U.S. Law Enforcement Cites Tangible Progress in Iraqi Training

Army Brig. Gen. David Phillips, deputy commander of the Civilian Police Assistance Training Team, reports that tangible gains have been achieved with regard to the police force's relationships with Iraqi ministries and justice, judicial capacity is on the rise, corruption is being pursued internally, and the training program is continuing to expand.

Army Brig. Gen. David Phillips, deputy commander of the Civilian Police Assistance Training Team, reports that tangible gains have been achieved with regard to the police force's relationships with Iraqi ministries and justice, judicial capacity is on the rise, corruption is being pursued internally, and the training program is continuing to expand.

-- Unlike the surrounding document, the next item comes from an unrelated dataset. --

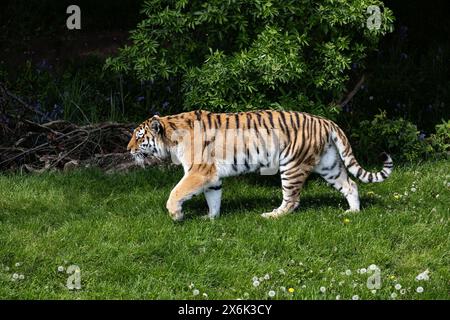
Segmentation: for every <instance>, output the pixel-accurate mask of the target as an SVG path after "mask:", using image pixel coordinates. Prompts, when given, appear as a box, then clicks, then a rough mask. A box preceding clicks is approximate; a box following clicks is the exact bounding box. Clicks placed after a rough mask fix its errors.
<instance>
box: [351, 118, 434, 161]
mask: <svg viewBox="0 0 450 320" xmlns="http://www.w3.org/2000/svg"><path fill="white" fill-rule="evenodd" d="M351 140H352V141H353V143H352V145H353V150H354V151H355V153H356V155H357V157H358V158H359V159H362V160H363V161H365V162H369V163H374V162H376V161H375V160H377V155H379V154H380V153H381V152H387V153H389V154H390V155H391V156H393V159H394V161H396V162H414V161H418V160H420V159H421V158H423V157H425V156H426V155H427V154H430V153H432V152H433V149H432V148H431V147H430V145H429V144H427V143H426V141H425V139H424V137H423V135H421V134H420V132H419V131H418V130H417V127H416V125H414V124H412V123H411V122H409V121H407V120H404V119H402V118H400V119H388V118H387V116H386V112H385V111H382V112H381V113H380V114H378V115H376V116H375V117H374V119H373V120H372V121H368V120H365V121H362V122H361V123H360V126H359V127H358V128H353V130H352V134H351Z"/></svg>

Phillips says the local population has tired of the al Qaeda presence and that parts of Baghdad and Anbar province have improved dramatically due to the continual entrance of recruits into police academies and enhanced police presence in neighborhoods, as reported at PressZoom.com.

Furthermore, Philips notes that today institutional progress is helping smooth the Iraqi police's operations, the Iraqi force is on par with any peer police force around the world (despite the fact that their potential is temporarily held in check by levels of insurgent violence they were neither trained nor intended to face) and that the country's citizens have rallied together.

"They're working hand in hand with the Marine forces out there and the Army forces that are out there," says Phillips. "They're turning in the insurgents. They're turning in caches of weapons. And I have to tell you that commerce is working, the stores are back open, and you get small kids on the streets now waving as you go by in a humvee."